David Cameron meets with jailed ex-Maldives president Mohamed Nasheed and Amal Clooney at Downing Street

Mr Nasheed is due to return to prison within 30 days after coming to London for back surgery

Simon Usborne
Saturday 23 January 2016 15:33
David Cameron hosts Mohamed Nasheed and Amal Clooney at Downing Street
David Cameron hosts Mohamed Nasheed and Amal Clooney at Downing Street

David Cameron has held a meeting in Downing Street with the jailed former president of the Maldives and his lawyer, Amal Clooney.

Mohamed Nasheed thanked the Prime Minister for his support after he was temporarily released from prison to allow him to travel to London for back surgery.

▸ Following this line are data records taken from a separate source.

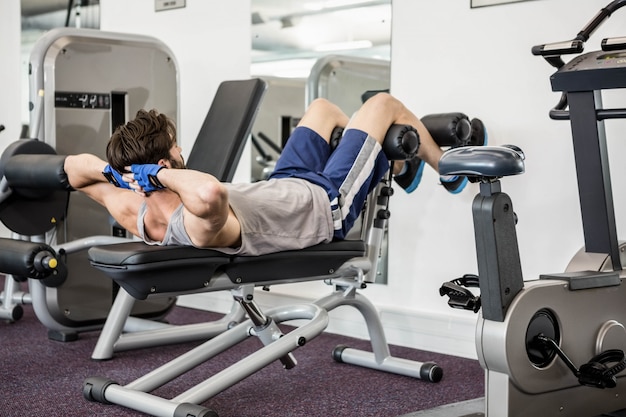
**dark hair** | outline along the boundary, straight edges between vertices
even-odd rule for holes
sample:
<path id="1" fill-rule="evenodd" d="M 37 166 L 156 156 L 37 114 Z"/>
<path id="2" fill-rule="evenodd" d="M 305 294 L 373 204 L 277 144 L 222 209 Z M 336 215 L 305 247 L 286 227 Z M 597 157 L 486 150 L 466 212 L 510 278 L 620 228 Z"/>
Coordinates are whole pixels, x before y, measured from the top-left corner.
<path id="1" fill-rule="evenodd" d="M 107 144 L 109 165 L 118 172 L 132 164 L 156 164 L 170 159 L 176 143 L 176 126 L 156 110 L 139 110 L 137 116 L 119 126 Z"/>

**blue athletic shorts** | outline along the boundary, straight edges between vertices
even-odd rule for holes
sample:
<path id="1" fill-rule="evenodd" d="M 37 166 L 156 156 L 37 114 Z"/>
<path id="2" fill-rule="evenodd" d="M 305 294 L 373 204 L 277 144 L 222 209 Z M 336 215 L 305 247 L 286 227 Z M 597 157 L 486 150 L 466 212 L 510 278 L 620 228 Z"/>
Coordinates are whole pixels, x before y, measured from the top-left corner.
<path id="1" fill-rule="evenodd" d="M 344 239 L 360 216 L 367 195 L 388 169 L 389 161 L 380 145 L 366 132 L 347 129 L 331 152 L 317 132 L 299 126 L 287 140 L 270 178 L 301 178 L 324 188 L 335 238 Z"/>

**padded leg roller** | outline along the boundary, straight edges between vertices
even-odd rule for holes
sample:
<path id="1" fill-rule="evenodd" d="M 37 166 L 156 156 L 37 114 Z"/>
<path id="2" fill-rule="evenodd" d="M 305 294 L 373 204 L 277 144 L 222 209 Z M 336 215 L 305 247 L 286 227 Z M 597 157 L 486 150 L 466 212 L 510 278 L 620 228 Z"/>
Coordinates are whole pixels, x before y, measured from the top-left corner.
<path id="1" fill-rule="evenodd" d="M 72 191 L 65 173 L 65 155 L 15 155 L 4 166 L 4 176 L 14 192 L 39 198 L 54 190 Z"/>
<path id="2" fill-rule="evenodd" d="M 333 151 L 337 148 L 337 145 L 339 145 L 339 142 L 341 142 L 341 136 L 343 135 L 343 127 L 335 127 L 332 131 L 332 133 L 330 134 L 330 149 L 332 149 Z"/>
<path id="3" fill-rule="evenodd" d="M 413 126 L 394 124 L 385 135 L 383 152 L 390 161 L 405 161 L 417 154 L 419 146 L 420 138 Z"/>
<path id="4" fill-rule="evenodd" d="M 463 113 L 429 114 L 422 117 L 422 123 L 439 146 L 467 146 L 472 137 L 470 121 Z"/>
<path id="5" fill-rule="evenodd" d="M 0 272 L 43 279 L 56 274 L 58 266 L 54 250 L 45 243 L 0 238 Z"/>
<path id="6" fill-rule="evenodd" d="M 330 136 L 330 148 L 334 151 L 341 142 L 343 129 L 336 127 Z M 413 158 L 417 154 L 420 146 L 420 138 L 417 130 L 410 125 L 391 125 L 385 140 L 383 141 L 383 152 L 390 161 L 405 161 Z"/>
<path id="7" fill-rule="evenodd" d="M 51 230 L 65 217 L 71 190 L 64 170 L 65 156 L 34 139 L 11 143 L 0 156 L 0 178 L 8 188 L 0 220 L 11 231 L 35 236 Z"/>

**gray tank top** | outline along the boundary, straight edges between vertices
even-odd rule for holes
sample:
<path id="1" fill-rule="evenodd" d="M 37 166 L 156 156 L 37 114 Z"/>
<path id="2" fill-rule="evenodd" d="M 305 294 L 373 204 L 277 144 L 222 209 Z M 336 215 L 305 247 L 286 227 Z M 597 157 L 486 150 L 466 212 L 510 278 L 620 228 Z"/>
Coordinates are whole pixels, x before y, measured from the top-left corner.
<path id="1" fill-rule="evenodd" d="M 255 256 L 302 249 L 328 243 L 333 238 L 328 195 L 317 185 L 297 178 L 281 178 L 225 186 L 230 206 L 241 224 L 241 246 L 207 249 Z M 193 245 L 183 225 L 182 205 L 172 214 L 162 242 L 146 239 L 144 216 L 145 205 L 139 211 L 137 228 L 146 243 Z"/>
<path id="2" fill-rule="evenodd" d="M 174 213 L 172 213 L 172 217 L 170 217 L 170 221 L 167 224 L 167 230 L 165 231 L 165 236 L 163 237 L 163 241 L 159 242 L 157 240 L 152 240 L 148 236 L 146 236 L 146 231 L 144 230 L 144 217 L 146 216 L 146 203 L 139 207 L 139 213 L 137 213 L 137 230 L 139 231 L 139 237 L 143 239 L 149 245 L 177 245 L 177 246 L 193 246 L 189 235 L 185 231 L 185 225 L 183 224 L 183 205 L 178 206 Z"/>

The Maldives government has requested that Mr Nasheed return to the islands within 30 days to continue his 13-year sentence for terror offences, following a trial last year that the UN described as unfair and politically motivated.

Mr Nasheed’s release last week came as the UK and the United States, as well as the Maldives’ neighbour Sri Lanka, heaped pressure on the island nation to end a political crisis.

The Maldives government had demanded that a member of Mr Nasheed’s family remain in the capital Male as a “hostage”, legally guaranteeing the former president’s return.

But after ministers relented when Mr Nasheed refused the terms of his release, the former president now faces questions about whether he really intends to walk back into prison.

Mr Nasheed is due to take questions on the issue at a press conference at Mrs Clooney’s legal chambers on Monday. His aides have so far declined to comment on his plans.

The country’s first democratically elected president is a former political activist who says he sustained his back injuries after being tortured and imprisoned under the regime of former dictator Maumoon Abdul Gayoom.

Mr Nasheed defeated Mr Gayoom in elections in 2008 but resigned in an alleged coup in 2012, before losing disputed elections the following year. The current president Abdulla Yameen is Mr Gayoom’s half-brother. In opposition, and now in prison, Mr Nasheed has remained an outspoken critic of the government.

A Downing Street spokesman said that the UK would “continue to raise concerns about the erosion of democracy and wider situation in the Maldives”.